News Release: Medical Debt Rule Will Protect 15 Million People from Negative Credit Impacts

FOR IMMEDIATE RELEASE: Jan. 7, 2025

CONTACT: Carter Dougherty, carter@ourfinancialsecurity.org 

Medical Debt Rule Will Protect 15 Million People from Negative Credit Impacts
CFPB plan will also curb medical debt collection abuses

Washington DC – Today, the CFPB finalized a requirement to remove medical bills from most credit reports, prohibiting companies like Equifax, TransUnion, and Experian from sharing medical debt information with lenders and barring them from considering medical debts in their credit determinations. 

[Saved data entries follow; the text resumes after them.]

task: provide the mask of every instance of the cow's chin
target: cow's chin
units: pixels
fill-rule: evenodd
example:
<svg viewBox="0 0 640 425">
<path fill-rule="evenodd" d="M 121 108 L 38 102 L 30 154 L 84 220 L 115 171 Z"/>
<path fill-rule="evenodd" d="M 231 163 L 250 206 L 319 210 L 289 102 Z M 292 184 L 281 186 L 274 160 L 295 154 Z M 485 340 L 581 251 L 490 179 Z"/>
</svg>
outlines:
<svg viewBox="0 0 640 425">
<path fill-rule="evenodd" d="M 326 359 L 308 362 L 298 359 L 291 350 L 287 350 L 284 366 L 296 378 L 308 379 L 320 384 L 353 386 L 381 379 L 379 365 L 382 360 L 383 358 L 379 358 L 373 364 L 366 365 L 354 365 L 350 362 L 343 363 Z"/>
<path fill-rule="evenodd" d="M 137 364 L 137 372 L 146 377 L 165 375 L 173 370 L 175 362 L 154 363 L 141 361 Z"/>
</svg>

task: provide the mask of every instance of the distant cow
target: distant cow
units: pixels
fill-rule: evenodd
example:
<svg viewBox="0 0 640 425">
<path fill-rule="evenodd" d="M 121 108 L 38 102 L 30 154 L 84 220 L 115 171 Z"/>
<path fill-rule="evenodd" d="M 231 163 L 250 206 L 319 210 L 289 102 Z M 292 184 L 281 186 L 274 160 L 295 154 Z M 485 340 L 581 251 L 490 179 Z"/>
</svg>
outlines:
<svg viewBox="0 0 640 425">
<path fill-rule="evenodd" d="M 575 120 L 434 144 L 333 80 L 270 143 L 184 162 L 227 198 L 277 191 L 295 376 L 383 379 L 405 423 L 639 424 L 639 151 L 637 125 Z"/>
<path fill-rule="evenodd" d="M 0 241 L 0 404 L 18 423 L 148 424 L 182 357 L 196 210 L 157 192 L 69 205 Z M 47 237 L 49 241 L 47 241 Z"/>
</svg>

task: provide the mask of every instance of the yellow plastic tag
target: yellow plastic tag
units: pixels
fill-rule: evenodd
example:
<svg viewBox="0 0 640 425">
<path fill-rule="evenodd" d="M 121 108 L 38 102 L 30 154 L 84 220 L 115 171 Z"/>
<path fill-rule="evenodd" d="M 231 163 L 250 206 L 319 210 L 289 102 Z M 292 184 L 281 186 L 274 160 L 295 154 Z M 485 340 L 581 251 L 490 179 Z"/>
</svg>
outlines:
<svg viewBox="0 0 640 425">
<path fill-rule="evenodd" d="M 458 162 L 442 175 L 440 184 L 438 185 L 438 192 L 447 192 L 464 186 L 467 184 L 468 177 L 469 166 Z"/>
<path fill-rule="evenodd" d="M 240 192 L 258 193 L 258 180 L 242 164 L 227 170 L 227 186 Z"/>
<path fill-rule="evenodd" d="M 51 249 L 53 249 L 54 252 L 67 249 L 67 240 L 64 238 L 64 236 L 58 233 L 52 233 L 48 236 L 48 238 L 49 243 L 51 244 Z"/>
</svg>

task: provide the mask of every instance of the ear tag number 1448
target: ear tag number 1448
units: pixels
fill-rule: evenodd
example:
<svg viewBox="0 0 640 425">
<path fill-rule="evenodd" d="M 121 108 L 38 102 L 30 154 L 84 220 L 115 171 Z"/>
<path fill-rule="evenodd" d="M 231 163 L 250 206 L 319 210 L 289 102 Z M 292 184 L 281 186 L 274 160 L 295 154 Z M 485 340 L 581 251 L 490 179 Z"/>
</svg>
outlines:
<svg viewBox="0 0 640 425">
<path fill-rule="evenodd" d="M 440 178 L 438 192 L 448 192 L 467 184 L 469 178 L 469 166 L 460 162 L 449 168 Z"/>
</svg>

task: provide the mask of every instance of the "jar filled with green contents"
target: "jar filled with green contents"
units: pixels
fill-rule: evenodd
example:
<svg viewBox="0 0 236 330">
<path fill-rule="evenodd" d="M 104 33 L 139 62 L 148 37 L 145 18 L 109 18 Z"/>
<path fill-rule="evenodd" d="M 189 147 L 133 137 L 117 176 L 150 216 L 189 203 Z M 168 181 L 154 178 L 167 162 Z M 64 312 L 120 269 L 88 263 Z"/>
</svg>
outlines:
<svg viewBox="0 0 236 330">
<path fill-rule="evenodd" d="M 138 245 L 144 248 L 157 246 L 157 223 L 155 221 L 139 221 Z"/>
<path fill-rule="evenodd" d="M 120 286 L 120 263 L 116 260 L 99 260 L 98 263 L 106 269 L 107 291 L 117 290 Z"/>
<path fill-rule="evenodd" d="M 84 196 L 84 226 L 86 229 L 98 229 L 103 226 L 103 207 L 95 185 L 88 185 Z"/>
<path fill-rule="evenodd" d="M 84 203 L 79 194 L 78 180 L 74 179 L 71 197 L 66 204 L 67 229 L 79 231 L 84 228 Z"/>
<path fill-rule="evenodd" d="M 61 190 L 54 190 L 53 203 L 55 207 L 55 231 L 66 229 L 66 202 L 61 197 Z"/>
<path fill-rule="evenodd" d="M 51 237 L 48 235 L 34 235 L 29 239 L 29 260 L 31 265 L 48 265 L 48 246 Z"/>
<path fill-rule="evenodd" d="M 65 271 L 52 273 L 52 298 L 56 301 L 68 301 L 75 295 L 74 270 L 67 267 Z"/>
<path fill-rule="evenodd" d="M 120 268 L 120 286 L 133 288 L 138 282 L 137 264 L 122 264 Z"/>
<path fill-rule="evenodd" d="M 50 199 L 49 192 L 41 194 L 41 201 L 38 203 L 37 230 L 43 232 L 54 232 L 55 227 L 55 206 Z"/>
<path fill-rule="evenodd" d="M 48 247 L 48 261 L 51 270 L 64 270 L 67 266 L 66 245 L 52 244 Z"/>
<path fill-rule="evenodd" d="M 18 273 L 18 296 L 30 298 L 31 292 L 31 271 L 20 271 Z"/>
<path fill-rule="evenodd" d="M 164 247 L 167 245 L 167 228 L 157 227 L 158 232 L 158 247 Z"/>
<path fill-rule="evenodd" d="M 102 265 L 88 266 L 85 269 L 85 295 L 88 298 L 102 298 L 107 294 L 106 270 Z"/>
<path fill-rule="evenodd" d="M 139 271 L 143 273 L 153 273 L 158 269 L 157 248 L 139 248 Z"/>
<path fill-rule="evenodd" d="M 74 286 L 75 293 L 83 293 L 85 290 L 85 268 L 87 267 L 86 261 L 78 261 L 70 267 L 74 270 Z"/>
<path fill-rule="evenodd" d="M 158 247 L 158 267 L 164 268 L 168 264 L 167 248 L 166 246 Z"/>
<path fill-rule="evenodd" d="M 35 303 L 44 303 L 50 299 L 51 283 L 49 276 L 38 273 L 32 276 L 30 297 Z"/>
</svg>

This new protection will help lessen the negative credit impacts of medical debt and bring financial relief to 15 million people in the United States. 

“Today’s rule is yet another example of the CFPB’s commitment to lessening the crushing financial burdens of medical debt, which is one of the most common reasons people file for bankruptcy in the United States. These debts erode savings and force families to cut back on basic living expenses like groceries and health care,” said Christine Chen Zinner, senior policy counsel for Americans for Financial Reform. “Medical debt should not be weaponized to undermine people’s ability to take out a loan or qualify for a mortgage or even to damage employment prospects.”

Click here for a fact sheet about today’s medical debt rulemaking.

People incur medical debt when their health care costs exceed their insurance coverage but this debt is not an accurate predictor of their ability to pay bills and loans. It is inappropriate for lenders to consider medical debt in credit eligibility determinations. People with inadequate health coverage can find themselves owing thousands of dollars in medical bills that, if left unpaid, can lower their credit score and harm their ability to access credit. The CFPB found that removing all medical debts from people’s credit reports raised their credit scores by an average of 20 points, significant enough to give them a higher score tier, which promotes access to credit and more affordable loans. 

This rule will help alleviate the negative credit impacts stemming from historic and ongoing of racist policies and practices in housing, employment, education, and health care, which have left Black and Latine families with less income and wealth, less robust health coverage, less access to affordable and quality health care, which leads to far higher medical debt burdens. Black households are more likely to carry medical debt (13 percent versus 8 percent) than white households, to carry medical debt. Latine households are 14 percent more likely. 

“Today’s medical debt rule will lessen the financial burdens for all households, but particularly for Black and Latine families, who carry more medical debt due to decades of intentionally racist policies and practices across health care, employment, housing,  education, and financial services,” said Amanda Jackson, consumer campaign director for Americans for Financial Reform. “Without the protections offered by today’s rule, an unexpected medical event can turn into years of more expensive loans.” 

The CFPB’s recent guidance on illegal medical debt collections partly addressed the problem of abusive medical debt collection, which this rule will also help. Medical debt is one of the most disputed forms of debt, and people often receive collection notices for debts they did not owe and for bills that should have been covered by insurance. Without this rule, people who are about to apply for a loan or mortgage may feel pressured into paying off disputed medical bills just to minimize harm to their credit score.